5. The heat dissipation structure for the inner rotor motor in claim 4, further comprising a supply mechanism (8) for supplying liquid to the water pipe (71), wherein the supply mechanism (8) comprises a liquid storage tank (81), a valve (82) and a sealing plug (83), the liquid storage tank (81) is connected to the water pipe (71) and communicated with the water pipe (71), the liquid storage tank (81) is located on one side of the piston barrel (72), the valve (82) is rotationally connected to the liquid storage tank (81), the sealing plug (83) is clamped on the liquid storage tank (81), the sealing plug (83) is located on one side of the valve (82), and the sealing plug (83) is used for sealing the liquid storage tank (81).

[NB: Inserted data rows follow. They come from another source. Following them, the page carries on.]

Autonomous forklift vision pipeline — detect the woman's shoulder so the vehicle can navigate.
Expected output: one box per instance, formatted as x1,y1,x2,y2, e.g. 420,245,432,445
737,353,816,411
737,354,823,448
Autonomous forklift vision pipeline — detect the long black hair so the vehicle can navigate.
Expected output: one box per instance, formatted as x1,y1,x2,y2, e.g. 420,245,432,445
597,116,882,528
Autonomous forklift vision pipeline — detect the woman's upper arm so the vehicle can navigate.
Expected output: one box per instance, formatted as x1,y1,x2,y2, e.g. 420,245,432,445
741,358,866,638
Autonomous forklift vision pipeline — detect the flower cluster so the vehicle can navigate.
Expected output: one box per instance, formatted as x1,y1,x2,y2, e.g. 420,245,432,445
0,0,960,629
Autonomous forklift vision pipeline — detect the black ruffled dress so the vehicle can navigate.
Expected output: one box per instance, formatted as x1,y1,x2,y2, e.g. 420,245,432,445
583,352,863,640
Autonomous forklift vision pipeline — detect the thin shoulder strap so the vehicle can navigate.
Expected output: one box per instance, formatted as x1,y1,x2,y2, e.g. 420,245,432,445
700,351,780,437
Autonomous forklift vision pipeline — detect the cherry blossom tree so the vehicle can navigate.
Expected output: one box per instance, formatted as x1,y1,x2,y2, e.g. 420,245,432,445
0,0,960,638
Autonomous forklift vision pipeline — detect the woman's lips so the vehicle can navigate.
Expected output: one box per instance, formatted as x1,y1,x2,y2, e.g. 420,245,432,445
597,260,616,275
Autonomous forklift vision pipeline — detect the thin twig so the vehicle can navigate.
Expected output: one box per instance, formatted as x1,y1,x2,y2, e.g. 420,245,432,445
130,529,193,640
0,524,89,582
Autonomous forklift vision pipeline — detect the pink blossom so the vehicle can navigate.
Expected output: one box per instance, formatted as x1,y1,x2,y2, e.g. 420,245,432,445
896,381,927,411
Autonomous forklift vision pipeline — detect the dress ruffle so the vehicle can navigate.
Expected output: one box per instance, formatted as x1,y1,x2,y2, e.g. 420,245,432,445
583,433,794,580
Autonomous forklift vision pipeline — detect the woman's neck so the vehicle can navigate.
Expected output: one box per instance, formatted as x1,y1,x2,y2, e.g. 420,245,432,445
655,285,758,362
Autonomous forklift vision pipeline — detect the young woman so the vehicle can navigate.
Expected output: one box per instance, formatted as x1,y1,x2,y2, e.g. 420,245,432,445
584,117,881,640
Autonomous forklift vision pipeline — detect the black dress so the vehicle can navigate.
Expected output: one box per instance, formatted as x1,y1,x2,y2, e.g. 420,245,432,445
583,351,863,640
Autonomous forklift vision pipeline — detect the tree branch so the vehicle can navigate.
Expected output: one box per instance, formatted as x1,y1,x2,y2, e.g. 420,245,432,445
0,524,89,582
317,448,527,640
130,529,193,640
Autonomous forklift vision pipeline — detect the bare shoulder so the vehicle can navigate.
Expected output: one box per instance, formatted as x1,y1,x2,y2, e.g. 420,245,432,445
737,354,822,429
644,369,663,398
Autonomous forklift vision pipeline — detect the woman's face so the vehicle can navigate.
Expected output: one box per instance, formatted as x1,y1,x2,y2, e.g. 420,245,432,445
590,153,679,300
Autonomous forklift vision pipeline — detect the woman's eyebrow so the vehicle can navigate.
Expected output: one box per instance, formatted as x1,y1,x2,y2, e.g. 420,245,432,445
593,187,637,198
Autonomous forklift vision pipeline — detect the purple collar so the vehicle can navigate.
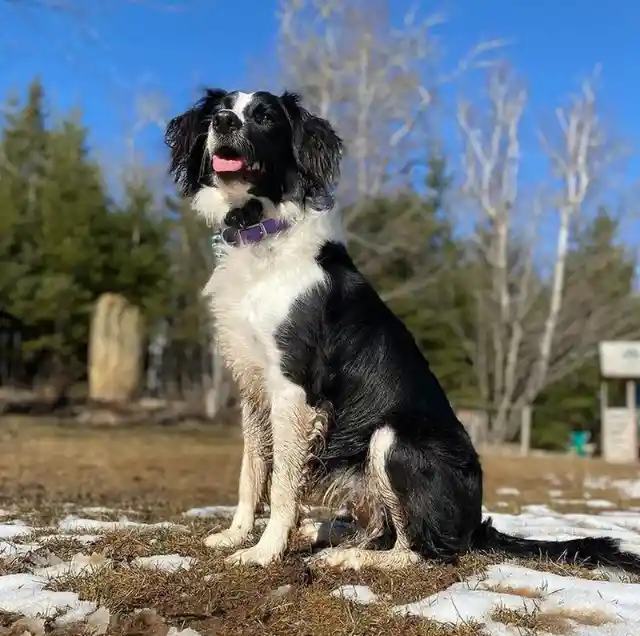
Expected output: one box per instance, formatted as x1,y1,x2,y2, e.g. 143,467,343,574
220,219,289,246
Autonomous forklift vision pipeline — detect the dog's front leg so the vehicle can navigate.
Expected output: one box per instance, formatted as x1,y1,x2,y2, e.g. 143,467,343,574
205,374,271,548
228,378,316,566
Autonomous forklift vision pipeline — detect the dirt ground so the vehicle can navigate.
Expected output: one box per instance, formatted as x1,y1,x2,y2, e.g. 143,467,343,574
0,418,640,636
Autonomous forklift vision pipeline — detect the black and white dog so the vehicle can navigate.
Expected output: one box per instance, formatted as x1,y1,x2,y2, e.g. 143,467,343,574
166,90,640,571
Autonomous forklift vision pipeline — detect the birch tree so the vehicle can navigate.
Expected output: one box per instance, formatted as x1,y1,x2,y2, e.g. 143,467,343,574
458,68,640,441
279,0,500,294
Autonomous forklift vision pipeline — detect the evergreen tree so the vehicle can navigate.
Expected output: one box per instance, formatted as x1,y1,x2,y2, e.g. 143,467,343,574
532,206,640,450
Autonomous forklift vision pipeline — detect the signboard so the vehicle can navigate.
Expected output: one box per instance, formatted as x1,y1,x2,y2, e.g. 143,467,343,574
602,408,638,464
600,340,640,379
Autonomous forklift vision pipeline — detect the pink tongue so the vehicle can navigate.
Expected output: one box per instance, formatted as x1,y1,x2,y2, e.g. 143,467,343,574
213,155,244,172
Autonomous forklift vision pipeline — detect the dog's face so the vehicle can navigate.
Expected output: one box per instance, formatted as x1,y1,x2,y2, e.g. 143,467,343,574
165,89,342,220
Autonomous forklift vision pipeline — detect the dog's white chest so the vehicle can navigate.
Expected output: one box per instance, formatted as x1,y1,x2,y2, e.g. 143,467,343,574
206,242,324,369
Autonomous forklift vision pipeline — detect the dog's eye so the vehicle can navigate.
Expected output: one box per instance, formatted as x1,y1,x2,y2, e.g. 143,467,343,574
253,110,273,125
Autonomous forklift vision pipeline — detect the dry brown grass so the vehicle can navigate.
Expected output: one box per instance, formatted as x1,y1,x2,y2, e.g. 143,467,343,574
0,418,638,636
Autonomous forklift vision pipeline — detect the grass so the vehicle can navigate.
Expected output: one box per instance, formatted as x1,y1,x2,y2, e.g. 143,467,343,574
0,418,640,636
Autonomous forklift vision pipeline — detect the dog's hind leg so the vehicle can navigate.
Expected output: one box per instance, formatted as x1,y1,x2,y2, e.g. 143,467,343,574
228,377,328,565
310,426,421,570
205,371,271,548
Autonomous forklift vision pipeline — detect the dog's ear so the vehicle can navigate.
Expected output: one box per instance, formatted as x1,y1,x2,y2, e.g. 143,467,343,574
280,92,343,197
164,88,227,196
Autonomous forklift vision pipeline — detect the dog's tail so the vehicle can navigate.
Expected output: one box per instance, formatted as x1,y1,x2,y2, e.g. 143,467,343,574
471,518,640,574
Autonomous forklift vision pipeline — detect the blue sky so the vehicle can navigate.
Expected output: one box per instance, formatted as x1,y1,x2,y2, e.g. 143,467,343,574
0,0,640,229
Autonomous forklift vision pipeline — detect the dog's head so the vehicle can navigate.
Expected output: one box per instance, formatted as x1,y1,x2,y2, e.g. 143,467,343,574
165,89,342,222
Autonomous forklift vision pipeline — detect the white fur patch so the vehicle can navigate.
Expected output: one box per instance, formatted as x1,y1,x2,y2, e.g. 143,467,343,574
231,93,253,124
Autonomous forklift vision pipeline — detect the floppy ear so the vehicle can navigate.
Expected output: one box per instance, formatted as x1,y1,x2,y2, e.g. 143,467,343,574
164,88,227,196
281,92,343,198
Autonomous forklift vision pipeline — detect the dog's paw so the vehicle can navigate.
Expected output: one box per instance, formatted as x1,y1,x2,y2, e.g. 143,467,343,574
225,543,282,567
204,528,249,550
307,548,363,571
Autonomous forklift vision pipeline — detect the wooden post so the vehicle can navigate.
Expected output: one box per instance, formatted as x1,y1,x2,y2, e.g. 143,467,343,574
520,404,531,457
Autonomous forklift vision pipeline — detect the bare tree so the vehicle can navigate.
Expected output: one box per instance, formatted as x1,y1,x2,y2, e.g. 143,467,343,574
458,68,640,441
279,0,500,293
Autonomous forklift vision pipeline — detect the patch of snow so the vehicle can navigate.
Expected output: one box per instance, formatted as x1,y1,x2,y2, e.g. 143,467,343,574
0,574,96,618
182,506,237,517
132,554,196,572
58,515,187,532
489,506,640,554
583,475,640,499
167,627,200,636
496,488,520,497
0,541,40,559
0,521,34,539
331,585,380,605
33,552,111,579
38,534,100,545
392,564,640,636
585,499,616,509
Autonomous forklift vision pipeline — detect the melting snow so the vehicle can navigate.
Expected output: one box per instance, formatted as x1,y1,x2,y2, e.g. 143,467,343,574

6. The heat dissipation structure for the inner rotor motor of claim 5, further comprising a blow-off mechanism (9) for blowing off heat, wherein the blow-off mechanism (9) comprises a connection rod (91), third fans (92), contact rods (93), a lower pressing rod (94), fixing plates (95) and torsion springs (96), at least two connection rods (91) are rotatably connected to the support frame (61), at least two third fans (92) are respectively installed on each connection rod (91) at intervals, the contact rods (93) are respectively connected to one side of the connection rods (91) far away from each other, a lower pressing rod (94) is connected to the piston rod (73), the lower pressing rod (94) moves downwards and can be in contact with the contact rods (93), so that the connection rods (91) rotate, at least two fixing plates (95) are connected to the exhaust pipe (62), the fixing plates (95) are located at one side of the connection rods (91), each connection rod (91) is rotatably connected to the adjacent fixing plates (95), each connection rod (91) is sleeved with a torsion spring (96), and two ends of the torsion springs (96) are respectively connected to the connection rods (91) and the fixing plates (95).

7. The heat dissipation structure for the inner rotor motor in claim 6, further comprising a suction mechanism (10) for sucking air into the exhaust pipe (62), wherein the suction mechanism (10) includes a support plate (101), a fourth fan (102) and a third shielding plate (103), the support plate (101) is connected in the exhaust pipe (62), the fourth fan (102) is rotatably connected to the support plate (101), and the third shielding plate (103) is connected to the exhaust pipe (62).

8. The heat dissipation structure for an inner rotor motor as claimed in claim 7, further comprising a viewing window (84), wherein the viewing window (84) is embedded in the reservoir (81), and the viewing window (84) is located at the other side of the valve (82).